I first came to know him during a congressional battle to pass a labor reform bill in the late 1950s. He was a senator, and I was a congressman. His first executive order as president was to expand food assistance to the poor in the United States. He had seen the children of unemployed miners in West Virginia suffering from rickets and hunger and malnutrition. His second executive order was to create the Food for Peace office to deal with hunger and malnutrition, and he named me as director. It was the most immediately rewarding job I ever had.

I think he quickened pride and enthusiasm for the American political process and the operations of the government. He introduced a note of usefulness and energy.
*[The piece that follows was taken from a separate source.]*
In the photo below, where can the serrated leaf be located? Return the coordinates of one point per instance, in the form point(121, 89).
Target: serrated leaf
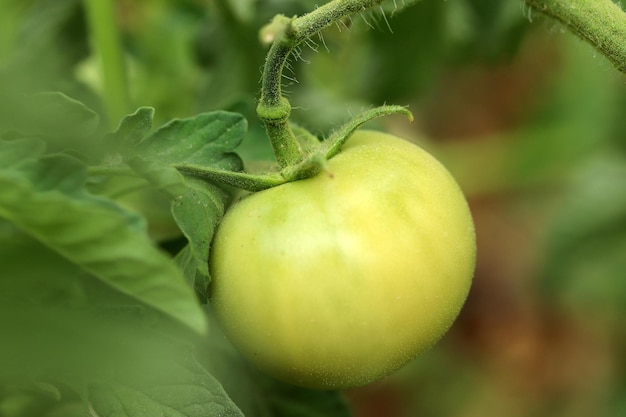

The day he was shot, I was in the Senate. As I remember it, Ted Kennedy was presiding over the Senate, and I was sitting there listening, and Mike Mansfield, the majority leader, motioned for me to take over for Teddy. Mike Mansfield asked for unanimous consent to make an announcement that had nothing to do with the debate in process. He said the president had been shot—not killed, because he didn’t know that at the time. I trudged back to my office, and when I got back my secretary was just sobbing. He had been shot like an animal in the street. I knew when I saw my secretary he had died.

HELEN VENDLER
70, POETRY CRITIC AND PROFESSOR OF ENGLISH, HARVARDUNIVERSITY

The day Kennedy was shot I was teaching at Swarthmore, but I was driving to TempleUniversity for a lecture by Harold Bloom when I heard it on the radio. I was on the streets of Philadelphia. What I do recall, which was extraordinary, was between the time I entered Temple University and by the time I left, flags had manifested themselves on every building around Temple. Everything was festooned with flags. It’s only 40 years since he died, and it usually takes longer than that for an actual picture of a historical person to emerge, but I do think having a Catholic president elected did change the “electable ethnicities.” I don’t vote. Never. I remember the charm of those pictures of him with his children. It was nice to have a young family in view, so to speak. They were such a handsome family.

EUGENE CERNAN
69, COMMANDER OF APOLLO 17 AND THE LAST MAN TO WALK ON THE MOON

I was a young naval aviator in San Diego, and I had just returned from flying jet aircraft off aircraft carriers in the western Pacific. I had been selected to join the Gemini and Apollo programs at the end of October in 1963. Within a month, he was assassinated. We wondered what would become of the space program. He had challenged us to reach out farther than we had reached before, and suddenly he was gone. Would anyone pick up that gauntlet? His challenge to send Americans to the moon—I always wondered whether he was a dreamer, a visionary or politically astute. He was probably all three. He had the political moxie to find something that all Americans could rally around. I think that’s his biggest legacy—the Apollo program.

ARTURO RODRIGUEZ
54, UNITED FARMWORKERS PRESIDENT

We were in the playground. I was 13. I was in a Catholic school, and the sisters came to us. It was in San Antonio, Texas. We said prayers and went home, and the whole family was glued to the TV. When you walk into Latino homes today, you’ll see three things on the wall: Cesar Chavez or something from the United Farmworkers Union. You’ll see the Virgin of Guadalupe. And you’ll see pictures of John F. Kennedy or Robert F. Kennedy. They’re still held in high regard. They had interest in poor people and their issues, even though they came from wealth and had no real reasons to pay attention to us.